Ao cair da noite, quando estava lá no sitio, passando as suas férias,
ficava observando o céu e contava estrelas, naquela imensidão
que parecia não ter fim, e era como um grande quadro negro, salpicado
de giz.Algumas ainda ficavam piscando seu prateado, outras eram vermelhas e
muitas eram azuis e eram tantas que logo João perdia a conta.
Agora estava a imaginar, que talvez ainda existissem lugares como aonde passava
suas férias na infância, mas, as pessoas que hoje vivem lá,
já não querem contar estrelas, nem correr atrás dos vaga-lumes,
pois tem a TV, o vídeo-cassete ou o DVD, o forno de micro-ondas e então
preferem um filminho holliwoodiano que se aluga em uma locadora qualquer, estouram
umas pipocas no eletrodoméstico e já não tem nem mais tempo
para ouvir as assustadoras histórias de mulas-sem-cabeça, sacis-pererê
e das onças bravas das caçadas que o seu avô sempre tinham
para lhe contar.
Deitado em sua cama, no apartamento apertado daquela cidade barulhenta, fria
e tão concreta, se entregava a reminiscências, e sua memória
rebuscava os sabores de sua infância e imaginava que, provavelmente muitas
pessoas já nem se lembravam do sabor dos bolinhos de chuva lambuzados
de açúcar com canela, dos bolos de fubá com coco ralado,
doces e compotas e outras receitinhas de sua avó que ele às vezes
comia até mesmo quente, com uma gulodice que até queimava a língua.

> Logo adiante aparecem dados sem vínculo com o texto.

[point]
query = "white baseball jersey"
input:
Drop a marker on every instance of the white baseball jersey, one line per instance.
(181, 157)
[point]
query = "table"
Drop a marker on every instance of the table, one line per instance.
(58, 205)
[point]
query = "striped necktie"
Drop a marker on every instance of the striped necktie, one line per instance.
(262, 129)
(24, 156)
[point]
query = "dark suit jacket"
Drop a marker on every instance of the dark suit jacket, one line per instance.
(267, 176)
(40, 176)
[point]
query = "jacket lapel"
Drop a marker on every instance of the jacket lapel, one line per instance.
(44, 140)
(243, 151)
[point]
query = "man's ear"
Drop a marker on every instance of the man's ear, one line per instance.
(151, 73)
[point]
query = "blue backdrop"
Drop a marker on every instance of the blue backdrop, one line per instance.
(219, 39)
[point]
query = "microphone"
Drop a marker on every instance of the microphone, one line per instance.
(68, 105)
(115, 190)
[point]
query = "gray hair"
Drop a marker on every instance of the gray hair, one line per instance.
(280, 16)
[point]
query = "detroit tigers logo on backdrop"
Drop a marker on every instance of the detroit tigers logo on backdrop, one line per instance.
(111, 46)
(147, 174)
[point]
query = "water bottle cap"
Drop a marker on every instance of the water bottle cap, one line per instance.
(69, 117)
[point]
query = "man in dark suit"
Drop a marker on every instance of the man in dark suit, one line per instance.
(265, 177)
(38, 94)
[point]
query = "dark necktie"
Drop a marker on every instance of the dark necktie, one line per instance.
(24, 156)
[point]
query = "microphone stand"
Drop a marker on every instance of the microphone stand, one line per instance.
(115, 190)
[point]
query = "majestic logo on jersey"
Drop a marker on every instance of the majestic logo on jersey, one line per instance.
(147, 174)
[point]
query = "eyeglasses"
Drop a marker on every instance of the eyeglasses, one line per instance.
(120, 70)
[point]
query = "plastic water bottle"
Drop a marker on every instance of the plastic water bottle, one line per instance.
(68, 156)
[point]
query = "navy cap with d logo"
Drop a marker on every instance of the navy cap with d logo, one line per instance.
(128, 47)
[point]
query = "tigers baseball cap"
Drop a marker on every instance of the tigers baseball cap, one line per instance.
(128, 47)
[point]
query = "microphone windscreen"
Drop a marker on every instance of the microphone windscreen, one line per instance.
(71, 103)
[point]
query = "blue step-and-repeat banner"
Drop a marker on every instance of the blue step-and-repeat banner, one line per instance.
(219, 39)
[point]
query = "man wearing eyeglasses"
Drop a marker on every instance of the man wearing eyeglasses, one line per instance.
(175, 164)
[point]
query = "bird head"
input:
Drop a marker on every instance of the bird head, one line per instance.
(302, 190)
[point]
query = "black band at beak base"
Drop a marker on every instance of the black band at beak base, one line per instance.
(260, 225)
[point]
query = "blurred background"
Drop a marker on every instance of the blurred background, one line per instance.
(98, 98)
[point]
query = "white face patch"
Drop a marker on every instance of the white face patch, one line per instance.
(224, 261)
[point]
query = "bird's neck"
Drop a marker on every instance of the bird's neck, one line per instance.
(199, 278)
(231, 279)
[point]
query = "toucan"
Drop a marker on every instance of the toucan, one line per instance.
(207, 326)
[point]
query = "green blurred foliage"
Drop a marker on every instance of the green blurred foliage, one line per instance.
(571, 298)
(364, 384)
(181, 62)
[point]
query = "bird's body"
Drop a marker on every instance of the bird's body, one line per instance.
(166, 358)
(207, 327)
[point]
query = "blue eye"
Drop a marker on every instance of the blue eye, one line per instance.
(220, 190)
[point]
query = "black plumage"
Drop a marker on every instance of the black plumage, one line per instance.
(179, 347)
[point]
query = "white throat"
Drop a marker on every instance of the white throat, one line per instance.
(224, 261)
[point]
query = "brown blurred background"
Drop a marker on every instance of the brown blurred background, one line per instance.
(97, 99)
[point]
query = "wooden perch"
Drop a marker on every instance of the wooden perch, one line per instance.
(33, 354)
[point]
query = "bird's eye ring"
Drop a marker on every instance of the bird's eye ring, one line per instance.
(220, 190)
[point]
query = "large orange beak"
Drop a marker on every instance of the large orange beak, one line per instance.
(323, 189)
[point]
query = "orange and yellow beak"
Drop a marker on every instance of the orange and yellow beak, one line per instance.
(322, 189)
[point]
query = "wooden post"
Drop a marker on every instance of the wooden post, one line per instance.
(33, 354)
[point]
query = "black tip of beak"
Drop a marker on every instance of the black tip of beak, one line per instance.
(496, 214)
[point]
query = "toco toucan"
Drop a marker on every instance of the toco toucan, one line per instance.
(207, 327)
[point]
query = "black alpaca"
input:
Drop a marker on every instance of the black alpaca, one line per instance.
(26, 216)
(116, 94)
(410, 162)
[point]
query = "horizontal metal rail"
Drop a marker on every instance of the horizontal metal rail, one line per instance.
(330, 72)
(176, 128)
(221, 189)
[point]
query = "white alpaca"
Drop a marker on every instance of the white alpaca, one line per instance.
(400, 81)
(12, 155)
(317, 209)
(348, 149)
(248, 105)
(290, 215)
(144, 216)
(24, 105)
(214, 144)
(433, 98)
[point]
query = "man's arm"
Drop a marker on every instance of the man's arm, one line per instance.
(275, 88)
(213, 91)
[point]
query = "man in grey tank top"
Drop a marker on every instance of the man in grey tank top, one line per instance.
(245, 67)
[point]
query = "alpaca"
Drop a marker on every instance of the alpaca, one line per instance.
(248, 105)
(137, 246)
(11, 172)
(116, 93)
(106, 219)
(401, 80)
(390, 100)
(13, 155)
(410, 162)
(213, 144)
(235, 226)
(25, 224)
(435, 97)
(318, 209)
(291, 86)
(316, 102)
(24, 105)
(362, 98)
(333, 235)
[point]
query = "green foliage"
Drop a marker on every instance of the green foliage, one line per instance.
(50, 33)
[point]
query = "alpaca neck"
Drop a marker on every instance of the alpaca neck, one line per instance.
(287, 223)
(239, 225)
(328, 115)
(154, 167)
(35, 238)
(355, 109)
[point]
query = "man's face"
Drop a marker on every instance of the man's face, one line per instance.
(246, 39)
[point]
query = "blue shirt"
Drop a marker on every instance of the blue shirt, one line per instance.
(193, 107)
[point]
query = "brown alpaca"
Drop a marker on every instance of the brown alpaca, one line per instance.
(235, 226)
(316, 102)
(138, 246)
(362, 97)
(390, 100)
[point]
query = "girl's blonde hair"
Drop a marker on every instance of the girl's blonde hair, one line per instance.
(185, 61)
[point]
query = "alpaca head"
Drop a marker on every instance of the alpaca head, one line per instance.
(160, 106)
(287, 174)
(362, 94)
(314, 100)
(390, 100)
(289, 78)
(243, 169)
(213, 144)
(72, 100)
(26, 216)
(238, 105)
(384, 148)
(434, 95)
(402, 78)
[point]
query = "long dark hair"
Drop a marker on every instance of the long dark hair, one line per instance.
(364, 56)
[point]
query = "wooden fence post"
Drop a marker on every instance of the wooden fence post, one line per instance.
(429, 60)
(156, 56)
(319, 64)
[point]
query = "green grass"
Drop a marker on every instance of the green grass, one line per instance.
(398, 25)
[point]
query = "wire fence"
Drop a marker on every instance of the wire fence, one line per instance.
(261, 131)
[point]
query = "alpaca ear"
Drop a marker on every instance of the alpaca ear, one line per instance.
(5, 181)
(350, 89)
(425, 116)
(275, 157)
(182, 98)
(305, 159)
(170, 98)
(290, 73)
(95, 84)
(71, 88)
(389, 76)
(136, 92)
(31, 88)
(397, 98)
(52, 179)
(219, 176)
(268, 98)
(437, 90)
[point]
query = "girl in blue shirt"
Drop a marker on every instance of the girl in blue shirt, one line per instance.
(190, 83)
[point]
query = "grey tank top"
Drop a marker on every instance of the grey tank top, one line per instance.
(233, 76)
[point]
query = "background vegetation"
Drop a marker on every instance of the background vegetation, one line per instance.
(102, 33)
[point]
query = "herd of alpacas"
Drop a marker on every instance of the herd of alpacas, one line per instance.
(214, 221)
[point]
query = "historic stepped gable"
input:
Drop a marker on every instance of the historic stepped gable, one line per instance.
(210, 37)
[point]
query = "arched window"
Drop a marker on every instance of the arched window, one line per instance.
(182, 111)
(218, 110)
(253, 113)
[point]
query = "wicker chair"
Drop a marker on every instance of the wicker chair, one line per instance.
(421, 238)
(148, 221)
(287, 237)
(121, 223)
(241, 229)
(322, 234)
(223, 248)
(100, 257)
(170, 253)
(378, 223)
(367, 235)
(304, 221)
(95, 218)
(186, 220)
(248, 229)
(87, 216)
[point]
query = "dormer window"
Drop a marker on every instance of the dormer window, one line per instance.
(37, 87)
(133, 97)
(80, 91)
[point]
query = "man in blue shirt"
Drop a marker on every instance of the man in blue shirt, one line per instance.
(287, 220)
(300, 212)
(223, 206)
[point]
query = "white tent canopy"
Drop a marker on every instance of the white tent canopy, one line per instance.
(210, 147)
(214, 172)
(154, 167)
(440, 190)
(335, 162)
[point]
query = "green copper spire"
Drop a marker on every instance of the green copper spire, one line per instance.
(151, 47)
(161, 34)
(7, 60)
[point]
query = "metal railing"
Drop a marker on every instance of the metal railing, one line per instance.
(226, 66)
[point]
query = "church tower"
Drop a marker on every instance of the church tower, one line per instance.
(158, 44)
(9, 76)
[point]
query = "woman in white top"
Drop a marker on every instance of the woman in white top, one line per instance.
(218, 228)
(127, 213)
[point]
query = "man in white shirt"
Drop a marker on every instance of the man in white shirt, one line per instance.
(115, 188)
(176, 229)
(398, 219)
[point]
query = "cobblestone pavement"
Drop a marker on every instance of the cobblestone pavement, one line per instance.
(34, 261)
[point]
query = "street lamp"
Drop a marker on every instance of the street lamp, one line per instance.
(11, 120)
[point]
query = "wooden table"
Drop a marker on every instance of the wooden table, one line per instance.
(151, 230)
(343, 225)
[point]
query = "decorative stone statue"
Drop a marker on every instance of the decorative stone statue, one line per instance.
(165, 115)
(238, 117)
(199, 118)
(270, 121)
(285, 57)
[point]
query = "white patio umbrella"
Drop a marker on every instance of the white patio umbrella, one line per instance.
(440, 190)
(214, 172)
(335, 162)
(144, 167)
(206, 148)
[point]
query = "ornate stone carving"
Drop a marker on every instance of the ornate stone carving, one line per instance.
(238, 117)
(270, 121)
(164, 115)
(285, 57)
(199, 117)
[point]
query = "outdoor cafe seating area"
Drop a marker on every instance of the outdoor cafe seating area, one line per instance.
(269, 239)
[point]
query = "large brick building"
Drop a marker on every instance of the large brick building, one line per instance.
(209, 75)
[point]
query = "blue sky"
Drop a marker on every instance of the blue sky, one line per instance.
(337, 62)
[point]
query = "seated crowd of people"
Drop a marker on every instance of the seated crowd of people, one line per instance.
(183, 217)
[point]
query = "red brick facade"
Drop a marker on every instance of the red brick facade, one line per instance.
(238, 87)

E quando o sono já se aproximava, depois de tanto sonhar acordado, chegava
a triste conclusão que tudo aquilo não passava de divagação
e elucubrações de uma mente utópica, podia viver sem estas
coisas, afinal o progresso já havia se instalado e tinha que avançar
cada dia mais, pois o universo aguardava até ansioso , pronto para ser
conquistado e certamente no espaço sideral não haveria lugar para
o fogão de lenha da vovó e as onças bravas das histórias
de seu avô e muito menos para vaga-lumes que não conseguiam sequer
se manter acesos por uma noite inteira , e ficavam acendendo e apagando como
um sinal luminoso em uma esquina movimentada da cidade grande onde morava .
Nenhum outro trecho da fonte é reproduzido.